For detailed storage requirements and disk partitioning guidance, see the System Requirements Guide.
Configuration Backup
Always backup your Helm values before making changes:
# Export current values
helm get values acd-manager -o yaml > ~/values-backup-$(date +%Y%m%d).yaml
# Backup custom values files
cp ~/values.yaml ~/values-backup-$(date +%Y%m%d).yaml
Backup Schedule Recommendations
| Component | Frequency | Retention |
|---|---|---|
| PostgreSQL | Daily | 30 days |
| Longhorn Snapshots | Before changes | 7 days |
| Configuration | Before each change | Indefinite |
Updating MaxMind GeoIP Databases
The MaxMind GeoIP databases (GeoIP2-City, GeoLite2-ASN, GeoIP2-Anonymous-IP) are used for GeoIP-based routing and validation features. These databases should be updated periodically to ensure accurate IP geolocation data.
Prerequisites
- Updated MaxMind database files (
.mmdbformat) obtained from MaxMind - Access to the cluster via
kubectl - Helm CLI installed
Update Procedure
Step 1: Create New Volume with Updated Databases
Run the volume generation utility with a unique volume name that includes a revision identifier:
# Mount the installation ISO if not already mounted
mkdir -p /mnt/esb3027
mount -o loop,ro esb3027-acd-manager-X.Y.Z.iso /mnt/esb3027
# Generate new volume with updated databases
/mnt/esb3027/generate-maxmind-volume
When prompted:
- Provide the paths to the three database files:
GeoIP2-City.mmdbGeoLite2-ASN.mmdbGeoIP2-Anonymous-IP.mmdb
- Enter a unique volume name with a revision number or date, for example:
maxmind-geoip-2026-04maxmind-geoip-v2
Tip: Using a revision-based naming convention simplifies rollback if needed.
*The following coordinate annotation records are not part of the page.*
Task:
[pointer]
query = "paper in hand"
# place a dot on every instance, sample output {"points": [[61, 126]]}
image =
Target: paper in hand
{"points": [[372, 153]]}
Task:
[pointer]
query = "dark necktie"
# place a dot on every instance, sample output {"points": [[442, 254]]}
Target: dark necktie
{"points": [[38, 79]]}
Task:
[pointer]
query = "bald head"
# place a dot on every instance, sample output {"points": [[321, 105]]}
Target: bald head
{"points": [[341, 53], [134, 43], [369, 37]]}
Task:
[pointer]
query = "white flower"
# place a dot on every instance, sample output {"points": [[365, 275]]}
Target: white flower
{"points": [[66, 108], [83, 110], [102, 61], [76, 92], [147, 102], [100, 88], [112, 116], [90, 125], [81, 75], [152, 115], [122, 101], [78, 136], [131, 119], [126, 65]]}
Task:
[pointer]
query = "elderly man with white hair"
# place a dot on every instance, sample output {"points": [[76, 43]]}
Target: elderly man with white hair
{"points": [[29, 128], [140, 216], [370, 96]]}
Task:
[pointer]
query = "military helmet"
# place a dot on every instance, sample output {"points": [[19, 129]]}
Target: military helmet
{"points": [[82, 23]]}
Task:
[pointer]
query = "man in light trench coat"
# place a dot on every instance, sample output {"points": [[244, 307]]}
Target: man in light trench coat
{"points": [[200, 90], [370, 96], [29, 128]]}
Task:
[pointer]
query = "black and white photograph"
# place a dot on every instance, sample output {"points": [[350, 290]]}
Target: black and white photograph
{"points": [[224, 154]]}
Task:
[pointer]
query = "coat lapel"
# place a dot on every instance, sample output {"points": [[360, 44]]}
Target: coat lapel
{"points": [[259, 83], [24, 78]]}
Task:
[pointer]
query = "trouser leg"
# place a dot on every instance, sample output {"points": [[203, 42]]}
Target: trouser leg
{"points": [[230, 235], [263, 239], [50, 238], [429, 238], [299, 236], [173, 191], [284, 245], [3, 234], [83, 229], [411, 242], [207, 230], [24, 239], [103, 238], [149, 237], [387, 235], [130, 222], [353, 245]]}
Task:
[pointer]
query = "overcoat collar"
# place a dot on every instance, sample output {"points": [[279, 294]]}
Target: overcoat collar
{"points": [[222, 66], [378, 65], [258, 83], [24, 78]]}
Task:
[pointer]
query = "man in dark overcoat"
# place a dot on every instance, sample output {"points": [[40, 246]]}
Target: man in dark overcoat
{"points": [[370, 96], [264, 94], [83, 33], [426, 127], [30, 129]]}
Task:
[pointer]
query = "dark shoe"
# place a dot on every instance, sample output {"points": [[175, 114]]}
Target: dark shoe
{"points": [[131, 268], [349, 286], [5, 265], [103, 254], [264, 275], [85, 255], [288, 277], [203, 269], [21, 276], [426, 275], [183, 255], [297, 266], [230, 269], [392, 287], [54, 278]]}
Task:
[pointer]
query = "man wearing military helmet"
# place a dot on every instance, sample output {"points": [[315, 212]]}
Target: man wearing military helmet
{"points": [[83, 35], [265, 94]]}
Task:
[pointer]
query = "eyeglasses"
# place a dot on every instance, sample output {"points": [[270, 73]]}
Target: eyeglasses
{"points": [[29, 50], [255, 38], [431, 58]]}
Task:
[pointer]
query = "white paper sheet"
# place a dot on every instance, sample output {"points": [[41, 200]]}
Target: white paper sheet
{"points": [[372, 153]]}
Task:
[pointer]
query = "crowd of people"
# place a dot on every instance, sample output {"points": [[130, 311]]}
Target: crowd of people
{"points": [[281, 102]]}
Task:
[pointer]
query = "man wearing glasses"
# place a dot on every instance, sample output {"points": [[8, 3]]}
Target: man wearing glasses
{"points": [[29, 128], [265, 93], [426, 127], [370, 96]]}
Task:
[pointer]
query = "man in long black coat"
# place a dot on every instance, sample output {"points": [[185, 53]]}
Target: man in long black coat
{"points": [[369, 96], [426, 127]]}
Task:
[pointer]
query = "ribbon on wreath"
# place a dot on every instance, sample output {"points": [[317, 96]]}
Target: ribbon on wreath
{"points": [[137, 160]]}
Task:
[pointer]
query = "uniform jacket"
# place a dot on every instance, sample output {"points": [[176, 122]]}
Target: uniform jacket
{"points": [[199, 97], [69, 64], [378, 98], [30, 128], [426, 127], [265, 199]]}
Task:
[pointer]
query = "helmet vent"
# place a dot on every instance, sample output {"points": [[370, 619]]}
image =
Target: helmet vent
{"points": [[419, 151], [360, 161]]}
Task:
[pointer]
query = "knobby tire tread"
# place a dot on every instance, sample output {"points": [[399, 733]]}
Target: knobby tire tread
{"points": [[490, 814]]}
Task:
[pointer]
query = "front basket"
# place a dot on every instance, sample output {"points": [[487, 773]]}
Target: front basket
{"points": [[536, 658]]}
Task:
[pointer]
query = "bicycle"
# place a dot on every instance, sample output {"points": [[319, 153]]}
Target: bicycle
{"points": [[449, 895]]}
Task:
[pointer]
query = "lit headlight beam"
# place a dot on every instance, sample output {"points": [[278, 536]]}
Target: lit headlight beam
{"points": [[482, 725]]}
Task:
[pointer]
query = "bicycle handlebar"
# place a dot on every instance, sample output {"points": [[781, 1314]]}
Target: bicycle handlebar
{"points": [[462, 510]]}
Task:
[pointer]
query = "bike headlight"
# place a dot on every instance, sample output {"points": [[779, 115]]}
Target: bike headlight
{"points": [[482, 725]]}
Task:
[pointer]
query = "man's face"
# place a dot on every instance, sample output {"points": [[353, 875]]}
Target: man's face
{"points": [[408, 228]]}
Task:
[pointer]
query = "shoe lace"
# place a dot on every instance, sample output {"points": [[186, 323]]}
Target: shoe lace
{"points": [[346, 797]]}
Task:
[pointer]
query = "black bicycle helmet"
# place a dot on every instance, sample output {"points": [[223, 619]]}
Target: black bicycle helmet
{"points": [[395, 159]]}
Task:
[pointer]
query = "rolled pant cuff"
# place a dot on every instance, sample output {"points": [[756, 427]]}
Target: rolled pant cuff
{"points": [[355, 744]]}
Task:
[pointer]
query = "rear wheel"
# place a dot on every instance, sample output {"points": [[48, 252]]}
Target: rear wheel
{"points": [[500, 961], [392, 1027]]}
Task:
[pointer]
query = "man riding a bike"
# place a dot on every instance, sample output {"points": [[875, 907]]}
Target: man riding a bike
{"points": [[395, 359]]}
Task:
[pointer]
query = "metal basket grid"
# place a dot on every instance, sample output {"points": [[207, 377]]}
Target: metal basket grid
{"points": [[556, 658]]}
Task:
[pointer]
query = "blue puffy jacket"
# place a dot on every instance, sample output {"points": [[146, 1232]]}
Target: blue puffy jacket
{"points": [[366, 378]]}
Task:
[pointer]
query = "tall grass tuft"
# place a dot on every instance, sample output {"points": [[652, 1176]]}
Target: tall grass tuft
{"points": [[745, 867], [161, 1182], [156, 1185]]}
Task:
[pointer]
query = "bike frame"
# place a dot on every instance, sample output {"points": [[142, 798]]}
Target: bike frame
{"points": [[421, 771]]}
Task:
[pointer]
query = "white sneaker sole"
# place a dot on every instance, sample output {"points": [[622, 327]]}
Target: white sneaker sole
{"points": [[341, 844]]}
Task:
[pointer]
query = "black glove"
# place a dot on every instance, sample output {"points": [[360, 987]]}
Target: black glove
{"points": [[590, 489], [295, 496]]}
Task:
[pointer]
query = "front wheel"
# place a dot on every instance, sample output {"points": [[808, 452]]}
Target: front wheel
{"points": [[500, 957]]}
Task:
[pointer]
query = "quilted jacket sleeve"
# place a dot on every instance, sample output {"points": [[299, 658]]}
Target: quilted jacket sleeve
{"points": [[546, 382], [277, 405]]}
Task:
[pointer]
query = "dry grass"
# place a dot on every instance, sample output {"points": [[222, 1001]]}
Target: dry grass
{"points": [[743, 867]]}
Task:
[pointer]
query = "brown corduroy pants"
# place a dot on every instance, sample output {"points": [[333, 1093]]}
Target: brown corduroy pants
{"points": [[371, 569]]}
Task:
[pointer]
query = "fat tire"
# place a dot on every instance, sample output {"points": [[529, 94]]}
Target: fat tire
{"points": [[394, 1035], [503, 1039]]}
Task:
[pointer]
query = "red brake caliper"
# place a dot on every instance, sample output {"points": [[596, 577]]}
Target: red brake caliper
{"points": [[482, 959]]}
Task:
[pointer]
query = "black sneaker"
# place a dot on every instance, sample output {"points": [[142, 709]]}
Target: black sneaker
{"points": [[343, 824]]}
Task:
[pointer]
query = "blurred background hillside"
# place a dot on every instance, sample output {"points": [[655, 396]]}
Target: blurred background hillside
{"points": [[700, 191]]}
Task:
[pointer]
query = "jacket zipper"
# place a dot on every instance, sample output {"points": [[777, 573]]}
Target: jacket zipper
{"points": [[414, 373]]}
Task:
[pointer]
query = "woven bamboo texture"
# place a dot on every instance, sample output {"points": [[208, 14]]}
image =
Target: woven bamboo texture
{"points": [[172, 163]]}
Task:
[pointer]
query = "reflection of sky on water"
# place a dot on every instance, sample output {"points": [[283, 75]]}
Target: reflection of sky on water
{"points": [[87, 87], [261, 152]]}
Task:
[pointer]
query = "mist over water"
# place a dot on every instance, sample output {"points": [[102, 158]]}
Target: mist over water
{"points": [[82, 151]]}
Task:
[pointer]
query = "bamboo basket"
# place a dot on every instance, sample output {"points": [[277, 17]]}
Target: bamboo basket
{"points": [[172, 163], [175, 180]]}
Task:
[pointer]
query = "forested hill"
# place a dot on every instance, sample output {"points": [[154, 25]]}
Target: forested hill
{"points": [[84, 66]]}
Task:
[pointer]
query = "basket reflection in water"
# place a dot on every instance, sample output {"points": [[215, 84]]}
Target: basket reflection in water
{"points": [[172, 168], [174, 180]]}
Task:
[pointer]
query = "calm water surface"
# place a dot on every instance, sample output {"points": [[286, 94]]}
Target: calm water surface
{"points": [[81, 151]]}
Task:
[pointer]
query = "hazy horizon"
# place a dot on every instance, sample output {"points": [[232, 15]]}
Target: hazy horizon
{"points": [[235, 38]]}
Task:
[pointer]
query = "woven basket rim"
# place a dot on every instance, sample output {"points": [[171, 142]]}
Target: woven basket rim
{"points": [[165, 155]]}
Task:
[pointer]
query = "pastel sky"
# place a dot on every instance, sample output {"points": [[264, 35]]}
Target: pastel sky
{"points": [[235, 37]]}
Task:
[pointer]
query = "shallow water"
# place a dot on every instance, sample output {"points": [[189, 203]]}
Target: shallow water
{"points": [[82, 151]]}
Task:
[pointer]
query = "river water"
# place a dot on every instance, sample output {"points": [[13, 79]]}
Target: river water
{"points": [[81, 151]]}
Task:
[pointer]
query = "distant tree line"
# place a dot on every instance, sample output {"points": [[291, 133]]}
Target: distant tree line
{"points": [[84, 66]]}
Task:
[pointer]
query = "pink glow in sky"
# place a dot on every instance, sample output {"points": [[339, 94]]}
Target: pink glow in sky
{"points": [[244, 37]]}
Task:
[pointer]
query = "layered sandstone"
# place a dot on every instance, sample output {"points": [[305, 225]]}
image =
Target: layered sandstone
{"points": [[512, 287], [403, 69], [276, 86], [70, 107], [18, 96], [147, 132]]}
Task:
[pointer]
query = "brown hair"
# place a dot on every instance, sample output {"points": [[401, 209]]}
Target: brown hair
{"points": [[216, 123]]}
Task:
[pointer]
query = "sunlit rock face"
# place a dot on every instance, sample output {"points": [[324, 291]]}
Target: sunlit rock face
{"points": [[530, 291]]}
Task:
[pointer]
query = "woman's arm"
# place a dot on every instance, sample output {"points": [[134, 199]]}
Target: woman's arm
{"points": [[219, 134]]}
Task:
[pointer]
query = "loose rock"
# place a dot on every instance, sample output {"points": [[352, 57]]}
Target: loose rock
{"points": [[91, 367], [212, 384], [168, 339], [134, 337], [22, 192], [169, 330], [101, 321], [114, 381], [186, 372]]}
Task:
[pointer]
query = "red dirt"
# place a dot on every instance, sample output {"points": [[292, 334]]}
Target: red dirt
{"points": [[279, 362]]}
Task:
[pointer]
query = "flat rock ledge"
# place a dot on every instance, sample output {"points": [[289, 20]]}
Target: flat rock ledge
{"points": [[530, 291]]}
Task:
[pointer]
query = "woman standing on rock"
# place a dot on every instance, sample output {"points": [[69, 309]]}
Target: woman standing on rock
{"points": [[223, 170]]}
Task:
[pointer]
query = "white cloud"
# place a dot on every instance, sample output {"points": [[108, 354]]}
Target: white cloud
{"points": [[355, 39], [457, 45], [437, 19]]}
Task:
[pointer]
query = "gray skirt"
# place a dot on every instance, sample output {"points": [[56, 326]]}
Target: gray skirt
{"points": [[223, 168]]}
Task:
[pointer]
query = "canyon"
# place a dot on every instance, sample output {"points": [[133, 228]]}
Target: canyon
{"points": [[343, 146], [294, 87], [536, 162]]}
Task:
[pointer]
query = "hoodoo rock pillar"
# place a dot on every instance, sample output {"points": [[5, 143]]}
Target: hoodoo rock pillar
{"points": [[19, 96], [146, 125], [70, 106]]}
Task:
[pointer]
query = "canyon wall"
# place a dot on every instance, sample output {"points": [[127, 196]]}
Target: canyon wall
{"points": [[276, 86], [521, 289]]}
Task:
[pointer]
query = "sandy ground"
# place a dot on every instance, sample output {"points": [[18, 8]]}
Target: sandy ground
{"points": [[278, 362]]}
Step 2: Update Helm Configuration
Edit your values.yaml file to reference the new volume:
manager:
maxmindDbVolume: maxmind-geoip-2026-04
Replace maxmind-geoip-2026-04 with the volume name you specified in Step 1.
Step 3: Apply Configuration Update
Upgrade the Helm release with the updated configuration:
helm upgrade acd-manager /mnt/esb3027/charts/acd-manager --values ~/values.yaml
Step 4: Rolling Restart (Optional)
To ensure all pods immediately use the new database files, perform a rolling restart of the manager deployment:
kubectl rollout restart deployment acd-manager
Monitor the rollout status:
kubectl rollout status deployment acd-manager
Step 5: Verify Update
Verify the pods are running with the new volume:
kubectl get pods
kubectl describe pod -l app.kubernetes.io/component=manager | grep -A 5 "Volumes"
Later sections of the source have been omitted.